Most tobacco cards solve this dilemma by giving us studio portraits, eschewing game action all together (the triple folders are a noted exception). The focus is all on the player.
Current cards tend to combine that notion of portraiture with our desire for action, honing in on one face among the other players, reducing these to blurs and anonymous limbs. The drama of the game is likewise a passing reference, a presence implied but not necessarily represented in any recognizable way. Catches are already made, the home run clearing the outfield wall, or the post-K celebration commenced. Nothing is left to chance or speculation: the man on the card is, in this moment, a hero.
Which brings me back to this card. The game itself is in the balance up until the final out, so why should our representations of the game and its players be any different? The card lacks the absolute certainty we desire of our idols. The ball, I am guessing, is out of reach, which makes this card a representation of failure. The pitcher's.
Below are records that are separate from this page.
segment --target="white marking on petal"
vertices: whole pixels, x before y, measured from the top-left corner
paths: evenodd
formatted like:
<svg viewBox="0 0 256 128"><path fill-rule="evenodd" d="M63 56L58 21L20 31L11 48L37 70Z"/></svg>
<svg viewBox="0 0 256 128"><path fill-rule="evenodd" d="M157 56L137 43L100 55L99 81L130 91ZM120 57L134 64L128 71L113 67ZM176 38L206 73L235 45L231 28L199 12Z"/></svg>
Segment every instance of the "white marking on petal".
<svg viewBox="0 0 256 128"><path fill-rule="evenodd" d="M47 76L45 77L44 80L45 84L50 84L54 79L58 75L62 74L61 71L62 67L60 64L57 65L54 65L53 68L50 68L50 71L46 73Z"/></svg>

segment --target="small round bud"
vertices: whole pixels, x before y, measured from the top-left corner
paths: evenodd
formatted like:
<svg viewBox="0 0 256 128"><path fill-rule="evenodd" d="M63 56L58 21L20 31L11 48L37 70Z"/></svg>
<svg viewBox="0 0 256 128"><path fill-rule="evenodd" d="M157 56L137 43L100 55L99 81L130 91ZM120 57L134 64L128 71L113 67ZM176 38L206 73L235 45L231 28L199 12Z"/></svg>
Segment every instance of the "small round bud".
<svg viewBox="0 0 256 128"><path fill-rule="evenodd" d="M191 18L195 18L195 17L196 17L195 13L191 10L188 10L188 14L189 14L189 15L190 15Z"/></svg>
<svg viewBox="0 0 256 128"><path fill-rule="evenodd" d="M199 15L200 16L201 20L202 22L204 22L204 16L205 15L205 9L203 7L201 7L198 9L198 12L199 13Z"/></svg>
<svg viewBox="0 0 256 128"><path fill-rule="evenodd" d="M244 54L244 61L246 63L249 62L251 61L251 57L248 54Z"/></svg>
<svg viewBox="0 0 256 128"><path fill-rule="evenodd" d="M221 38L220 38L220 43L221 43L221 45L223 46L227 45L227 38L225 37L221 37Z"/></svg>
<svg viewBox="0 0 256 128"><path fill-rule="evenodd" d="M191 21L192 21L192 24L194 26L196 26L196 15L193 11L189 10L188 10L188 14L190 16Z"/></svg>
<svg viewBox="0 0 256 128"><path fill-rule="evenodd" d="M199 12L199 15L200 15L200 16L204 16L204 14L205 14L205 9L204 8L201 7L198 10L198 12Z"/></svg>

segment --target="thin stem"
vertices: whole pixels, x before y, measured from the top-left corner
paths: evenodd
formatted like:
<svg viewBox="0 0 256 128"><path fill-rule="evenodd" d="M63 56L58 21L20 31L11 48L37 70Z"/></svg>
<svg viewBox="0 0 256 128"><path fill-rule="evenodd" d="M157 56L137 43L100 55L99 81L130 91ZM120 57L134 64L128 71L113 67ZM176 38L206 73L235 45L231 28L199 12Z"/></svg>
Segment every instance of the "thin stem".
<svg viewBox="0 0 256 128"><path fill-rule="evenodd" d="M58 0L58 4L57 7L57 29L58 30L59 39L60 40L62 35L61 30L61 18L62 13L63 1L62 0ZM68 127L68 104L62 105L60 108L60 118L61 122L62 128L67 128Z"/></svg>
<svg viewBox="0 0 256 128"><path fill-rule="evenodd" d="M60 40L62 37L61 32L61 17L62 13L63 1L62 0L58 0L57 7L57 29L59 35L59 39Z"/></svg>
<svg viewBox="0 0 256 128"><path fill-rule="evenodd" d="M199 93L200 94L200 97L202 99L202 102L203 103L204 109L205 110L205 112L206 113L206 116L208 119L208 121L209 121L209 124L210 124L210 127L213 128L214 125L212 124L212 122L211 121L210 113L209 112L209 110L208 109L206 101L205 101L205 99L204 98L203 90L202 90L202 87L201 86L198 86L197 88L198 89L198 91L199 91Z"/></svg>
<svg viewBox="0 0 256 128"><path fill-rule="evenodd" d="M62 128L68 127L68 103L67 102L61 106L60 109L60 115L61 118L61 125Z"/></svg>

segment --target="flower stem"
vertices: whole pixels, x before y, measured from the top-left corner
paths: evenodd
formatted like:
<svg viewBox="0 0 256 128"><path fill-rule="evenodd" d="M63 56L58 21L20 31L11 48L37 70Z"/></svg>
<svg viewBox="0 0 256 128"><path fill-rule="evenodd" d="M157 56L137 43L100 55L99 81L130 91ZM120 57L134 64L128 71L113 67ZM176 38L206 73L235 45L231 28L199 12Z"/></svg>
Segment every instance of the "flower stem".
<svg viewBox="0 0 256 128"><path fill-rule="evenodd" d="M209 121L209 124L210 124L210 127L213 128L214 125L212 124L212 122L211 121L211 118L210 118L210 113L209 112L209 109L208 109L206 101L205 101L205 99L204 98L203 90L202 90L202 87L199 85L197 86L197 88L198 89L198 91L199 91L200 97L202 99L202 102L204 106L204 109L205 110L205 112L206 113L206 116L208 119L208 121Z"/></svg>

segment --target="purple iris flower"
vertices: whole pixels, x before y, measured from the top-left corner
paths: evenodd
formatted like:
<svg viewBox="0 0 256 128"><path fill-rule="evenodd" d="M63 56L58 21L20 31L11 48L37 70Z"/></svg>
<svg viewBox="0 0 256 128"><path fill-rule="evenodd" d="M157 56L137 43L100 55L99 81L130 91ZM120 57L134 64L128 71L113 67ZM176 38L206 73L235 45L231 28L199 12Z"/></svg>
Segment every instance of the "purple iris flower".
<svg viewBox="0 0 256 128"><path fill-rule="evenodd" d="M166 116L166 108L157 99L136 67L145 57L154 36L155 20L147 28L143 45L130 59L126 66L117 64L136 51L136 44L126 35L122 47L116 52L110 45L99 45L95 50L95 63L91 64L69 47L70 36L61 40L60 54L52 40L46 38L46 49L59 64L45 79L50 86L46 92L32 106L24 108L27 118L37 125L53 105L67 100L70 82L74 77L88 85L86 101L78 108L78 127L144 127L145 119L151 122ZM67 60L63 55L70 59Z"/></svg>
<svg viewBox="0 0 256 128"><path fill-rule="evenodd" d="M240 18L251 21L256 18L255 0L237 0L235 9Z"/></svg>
Crawford's. A metaphor for that of humanity in general. But none of that stops anyone from moving on to the next batter, the next pitch, the next day.
The photo on the card is not a portrait. The ball absorbs Crawford's focus and he is turned away from us. His focus is on the game, not the players or even himself. There are larger things at stake on which this moment plays a crucial part. And we know that, at this moment, there are nine other men on the diamond with their attention turned, like us, towards Crawford and the inscrutable, descending ball. We are in their company, watching.